俵屋宗達と並ぶ江戸初期を代表する大和絵絵師として有名ですが、牧谿や梁楷風の水墨画や、狩野派、海北派、土佐派など様々な流派の絵を吸収し、独自の様式作り上げ浮世絵の源流を作った人物として評価されています。
摂津国河辺郡伊丹の有岡城主・荒木村重の子として生まれた岩佐又兵衛は、何不自由なく暮らしていました。
父・荒木村重は織田信長の家臣でしたが、織田信長への反逆を企て、失敗した事により一族のほとんどの者が命を奪われた中、幼かった岩佐又兵衛は乳母によって逃げ延び、石山本願寺に保護されました。
こうして母方の岩佐姓を名乗って隠れるように暮らしていましたが、織田信長が明智光秀によって討たれると、織田信長の息子・織田信雄に近習小姓役として仕えるようになります。
しかし、小田原攻めの後に豊臣秀吉の怒りをかった織田信雄が改易(領地を没収)され、浪人となった又兵衛は、岩佐勝以(いわさかつもち)を名乗り、京都で絵師として活動を始めました。
大坂の陣の直後の40歳の頃、福井藩主・松平忠直に招かれ北庄に移住した岩佐又兵衛は、松平忠直が流刑にされてもこの地に留まり、20年ほど過ごしました。

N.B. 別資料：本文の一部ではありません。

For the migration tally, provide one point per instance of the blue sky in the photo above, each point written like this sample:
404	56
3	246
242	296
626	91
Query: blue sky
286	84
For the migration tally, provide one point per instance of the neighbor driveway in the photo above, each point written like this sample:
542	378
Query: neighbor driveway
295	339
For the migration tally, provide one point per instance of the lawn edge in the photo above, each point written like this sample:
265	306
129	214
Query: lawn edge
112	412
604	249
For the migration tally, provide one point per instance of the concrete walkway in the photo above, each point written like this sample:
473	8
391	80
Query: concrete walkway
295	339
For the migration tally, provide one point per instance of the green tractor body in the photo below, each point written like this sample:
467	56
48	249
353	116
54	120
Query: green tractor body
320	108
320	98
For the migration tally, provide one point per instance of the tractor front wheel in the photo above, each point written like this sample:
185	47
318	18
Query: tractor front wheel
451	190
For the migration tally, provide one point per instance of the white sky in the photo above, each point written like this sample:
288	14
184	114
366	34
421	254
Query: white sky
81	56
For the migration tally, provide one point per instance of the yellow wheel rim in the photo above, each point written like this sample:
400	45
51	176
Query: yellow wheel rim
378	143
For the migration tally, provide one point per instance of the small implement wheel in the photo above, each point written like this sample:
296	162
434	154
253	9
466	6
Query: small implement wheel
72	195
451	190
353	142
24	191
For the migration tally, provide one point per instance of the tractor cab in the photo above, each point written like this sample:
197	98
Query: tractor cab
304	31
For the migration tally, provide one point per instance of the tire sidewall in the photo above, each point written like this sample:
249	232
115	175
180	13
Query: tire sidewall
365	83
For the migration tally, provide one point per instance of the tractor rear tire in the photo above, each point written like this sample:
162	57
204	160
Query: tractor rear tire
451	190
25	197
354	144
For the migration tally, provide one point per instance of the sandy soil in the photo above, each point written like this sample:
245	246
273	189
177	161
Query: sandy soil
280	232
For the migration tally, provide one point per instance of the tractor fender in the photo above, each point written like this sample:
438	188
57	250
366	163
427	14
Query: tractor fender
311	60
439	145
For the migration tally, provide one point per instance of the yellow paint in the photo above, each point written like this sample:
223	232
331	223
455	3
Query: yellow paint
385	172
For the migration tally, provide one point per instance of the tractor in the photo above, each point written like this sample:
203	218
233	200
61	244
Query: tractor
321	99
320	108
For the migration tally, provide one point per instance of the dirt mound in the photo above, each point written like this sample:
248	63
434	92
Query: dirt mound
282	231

その後、2代・将軍徳川秀忠の招きで3代・将軍徳川家光の娘・千代姫が尾張徳川家に嫁ぐ際の婚礼調度制作を命じられ、江戸に移り、江戸で亡くなりました。
このように数奇な人生を歩んだ岩佐又兵衛の作品は高く評価されている物が多く、牛若丸を題材にした「山中常盤絵巻」は岩佐又兵衛が得意とした人物表現の特色が表れており、たくましい肉体を持ち、バランスを失するほど極端な動きを強調する独自の画風を見る事ができます。
また、「山中常盤絵巻」の修羅場の場面では「激しくも妖しい」と評価されるほど母を殺された牛若丸の憎しみと血に染まる世界を描き出しています。
「山中常盤絵巻」の他にも「浄瑠璃物語」「堀江物語」「小栗判官」などの絵巻も残していますが、これらに全て共通するのは愛と復讐の物語という部分で、岩佐又兵衛が幼い頃に受けた深い心の闇を映し出しているのではないかと言われています。